Limits für Apotheker

In Deutschland gilt das sogenannte Fremd- und Mehrbesitzverbot, das es Apothekern erlaubt, neben ihrer Hauptapotheke maximal drei Filialen in enger räumlicher Nähe zu betreiben, für die sie die volle fachliche und wirtschaftliche Verantwortung tragen. Heute seien in Deutschland weniger als 15.400 selbstständige Apotheker übrig, heißt es beim Bundesverband.

"Es tut weh, wenn selbstständige Apotheker entweder wirtschaftlich dazu gezwungen sind oder einfach keine pharmazeutische Perspektive mehr sehen", sagt Abda-Präsident Friedemann Schmidt. "Dieser Verlust an selbstständigen Apothekern schmerzt deshalb besonders, weil Freiberuflichkeit und Gemeinwohlpflicht untrennbar miteinander verbunden sind."

Neue Rivalen im Internet

Als einen weiteren Grund für den Rückgang nennen die Verbände die steigende Konkurrenz durch ausländische Versandhändler. Nach einem Entscheid des Europäischen Gerichtshofs im Oktober 2016 müssen sich die Händler nicht an die in Deutschland geltenden einheitlichen Preise für rezeptpflichtige Medikamente halten.

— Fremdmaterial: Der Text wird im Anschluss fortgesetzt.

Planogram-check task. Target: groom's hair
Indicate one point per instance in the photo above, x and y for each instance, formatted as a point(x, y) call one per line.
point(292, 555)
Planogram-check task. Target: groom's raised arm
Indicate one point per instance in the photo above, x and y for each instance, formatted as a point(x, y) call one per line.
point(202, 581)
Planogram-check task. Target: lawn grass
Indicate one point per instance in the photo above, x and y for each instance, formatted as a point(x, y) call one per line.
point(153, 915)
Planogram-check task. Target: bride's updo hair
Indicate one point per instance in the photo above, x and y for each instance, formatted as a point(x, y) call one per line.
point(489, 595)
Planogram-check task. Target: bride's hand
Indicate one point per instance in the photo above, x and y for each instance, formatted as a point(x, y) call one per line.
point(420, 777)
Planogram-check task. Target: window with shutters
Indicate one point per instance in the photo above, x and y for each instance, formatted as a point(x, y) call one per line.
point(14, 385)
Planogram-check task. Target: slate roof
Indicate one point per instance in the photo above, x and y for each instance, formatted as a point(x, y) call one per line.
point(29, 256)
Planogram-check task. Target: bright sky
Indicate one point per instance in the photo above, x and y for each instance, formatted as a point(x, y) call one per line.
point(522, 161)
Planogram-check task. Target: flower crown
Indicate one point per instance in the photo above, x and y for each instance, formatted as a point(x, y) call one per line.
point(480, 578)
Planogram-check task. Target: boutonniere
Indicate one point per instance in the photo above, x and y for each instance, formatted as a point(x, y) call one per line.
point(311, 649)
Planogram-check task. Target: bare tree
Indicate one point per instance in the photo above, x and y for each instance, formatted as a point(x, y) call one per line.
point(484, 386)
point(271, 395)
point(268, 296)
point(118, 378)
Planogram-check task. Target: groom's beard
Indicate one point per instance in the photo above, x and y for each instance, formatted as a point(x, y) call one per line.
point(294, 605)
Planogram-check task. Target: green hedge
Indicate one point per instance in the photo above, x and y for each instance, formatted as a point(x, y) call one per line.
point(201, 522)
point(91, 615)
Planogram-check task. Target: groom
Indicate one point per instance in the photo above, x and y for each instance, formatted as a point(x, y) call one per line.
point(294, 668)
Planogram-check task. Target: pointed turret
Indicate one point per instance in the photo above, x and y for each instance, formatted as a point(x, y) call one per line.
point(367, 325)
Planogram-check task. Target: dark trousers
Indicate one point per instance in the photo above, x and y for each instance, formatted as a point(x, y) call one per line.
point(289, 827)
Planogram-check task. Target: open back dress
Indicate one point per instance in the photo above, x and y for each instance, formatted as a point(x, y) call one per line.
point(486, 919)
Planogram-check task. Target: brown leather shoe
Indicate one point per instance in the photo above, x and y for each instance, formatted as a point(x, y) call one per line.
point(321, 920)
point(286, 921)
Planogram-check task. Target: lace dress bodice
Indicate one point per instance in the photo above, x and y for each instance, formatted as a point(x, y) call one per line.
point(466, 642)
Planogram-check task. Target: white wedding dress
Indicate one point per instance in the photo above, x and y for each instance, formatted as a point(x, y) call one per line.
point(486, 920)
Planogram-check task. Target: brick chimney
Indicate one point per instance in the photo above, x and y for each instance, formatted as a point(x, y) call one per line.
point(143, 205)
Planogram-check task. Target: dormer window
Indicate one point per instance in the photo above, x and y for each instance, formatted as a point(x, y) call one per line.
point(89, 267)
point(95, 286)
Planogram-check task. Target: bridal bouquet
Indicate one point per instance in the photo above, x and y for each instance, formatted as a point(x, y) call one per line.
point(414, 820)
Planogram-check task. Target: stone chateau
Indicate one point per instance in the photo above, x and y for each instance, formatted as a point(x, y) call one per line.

Damit können Kunden Medikamente online teilweise deutlich günstiger beziehen. Allerdings entgeht ihnen dabei die persönliche Beratung durch einen umfassend ausgebildeten Apotheker ihres Vertrauens. Um das Apothekensterben aufzuhalten, fordert Schmidt "direkt nach der Bundestagswahl ein Gesetz, das wieder einheitliche Preise bei verschreibungspflichtigen Medikamenten herstellt". Möglich sei das nur über ein "Verbot des Versandhandels mit verschreibungspflichtigen Arzneimitteln".